Diagnosis of Breast Cancer Based on Modern Mammography using Hybrid Transfer Learning
This is an incremental improvement for radiologists to potentially reduce false rates in mammography analysis.
The paper tackled breast cancer detection from mammograms using a hybrid transfer learning model combining modified VGG16 and ImageNet, achieving an accuracy of 88.3%, which outperformed single architectures like MVGG16 (80.8%) and MobileNet (77.2%).

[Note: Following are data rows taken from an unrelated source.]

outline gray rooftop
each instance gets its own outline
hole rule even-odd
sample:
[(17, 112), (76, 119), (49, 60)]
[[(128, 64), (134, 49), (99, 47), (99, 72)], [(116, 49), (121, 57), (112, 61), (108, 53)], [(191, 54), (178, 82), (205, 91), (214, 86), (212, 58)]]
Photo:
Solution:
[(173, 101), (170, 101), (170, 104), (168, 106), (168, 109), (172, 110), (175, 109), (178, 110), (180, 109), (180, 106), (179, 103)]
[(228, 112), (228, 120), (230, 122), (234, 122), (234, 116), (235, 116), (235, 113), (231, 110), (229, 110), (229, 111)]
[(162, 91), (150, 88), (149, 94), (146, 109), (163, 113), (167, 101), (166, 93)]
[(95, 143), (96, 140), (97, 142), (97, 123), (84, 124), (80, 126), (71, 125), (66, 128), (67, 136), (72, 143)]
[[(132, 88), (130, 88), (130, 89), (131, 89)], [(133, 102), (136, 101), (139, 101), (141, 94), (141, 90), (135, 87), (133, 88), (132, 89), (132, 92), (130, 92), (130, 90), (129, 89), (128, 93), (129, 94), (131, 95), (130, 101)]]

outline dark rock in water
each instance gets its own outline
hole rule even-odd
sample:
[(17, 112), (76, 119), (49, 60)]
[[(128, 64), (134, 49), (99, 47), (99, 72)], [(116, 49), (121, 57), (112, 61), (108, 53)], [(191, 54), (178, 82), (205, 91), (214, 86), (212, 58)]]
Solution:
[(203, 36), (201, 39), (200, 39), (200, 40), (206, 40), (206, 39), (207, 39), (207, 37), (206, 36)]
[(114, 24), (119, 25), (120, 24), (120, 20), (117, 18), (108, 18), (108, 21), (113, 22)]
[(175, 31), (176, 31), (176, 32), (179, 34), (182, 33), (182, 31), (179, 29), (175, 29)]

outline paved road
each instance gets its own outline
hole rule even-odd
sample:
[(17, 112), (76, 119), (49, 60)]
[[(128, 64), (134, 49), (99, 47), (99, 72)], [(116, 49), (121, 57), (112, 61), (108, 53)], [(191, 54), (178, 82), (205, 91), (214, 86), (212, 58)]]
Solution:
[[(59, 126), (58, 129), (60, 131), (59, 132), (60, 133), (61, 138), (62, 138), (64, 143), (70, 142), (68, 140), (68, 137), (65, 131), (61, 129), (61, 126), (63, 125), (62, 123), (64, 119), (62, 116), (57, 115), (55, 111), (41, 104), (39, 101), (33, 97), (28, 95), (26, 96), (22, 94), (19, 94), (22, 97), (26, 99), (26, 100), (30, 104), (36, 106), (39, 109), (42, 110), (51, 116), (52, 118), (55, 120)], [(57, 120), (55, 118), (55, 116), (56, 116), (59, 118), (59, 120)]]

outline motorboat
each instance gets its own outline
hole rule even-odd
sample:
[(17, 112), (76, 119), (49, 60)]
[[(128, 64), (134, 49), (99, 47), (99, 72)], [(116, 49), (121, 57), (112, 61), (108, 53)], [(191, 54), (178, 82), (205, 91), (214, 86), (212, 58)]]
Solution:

Breast cancer is a common cancer for women. Early detection of breast cancer can considerably increase the survival rate of women. This paper mainly focuses on transfer learning process to detect breast cancer. Modified VGG (MVGG), residual network, mobile network is proposed and implemented in this paper. DDSM dataset is used in this paper. Experimental results show that our proposed hybrid transfers learning model (Fusion of MVGG16 and ImageNet) provides an accuracy of 88.3% where the number of epoch is 15. On the other hand, only modified VGG 16 architecture (MVGG 16) provides an accuracy 80.8% and MobileNet provides an accuracy of 77.2%. So, it is clearly stated that the proposed hybrid pre-trained network outperforms well compared to single architecture. This architecture can be considered as an effective tool for the radiologists in order to reduce the false negative and false positive rate. Therefore, the efficiency of mammography analysis will be improved.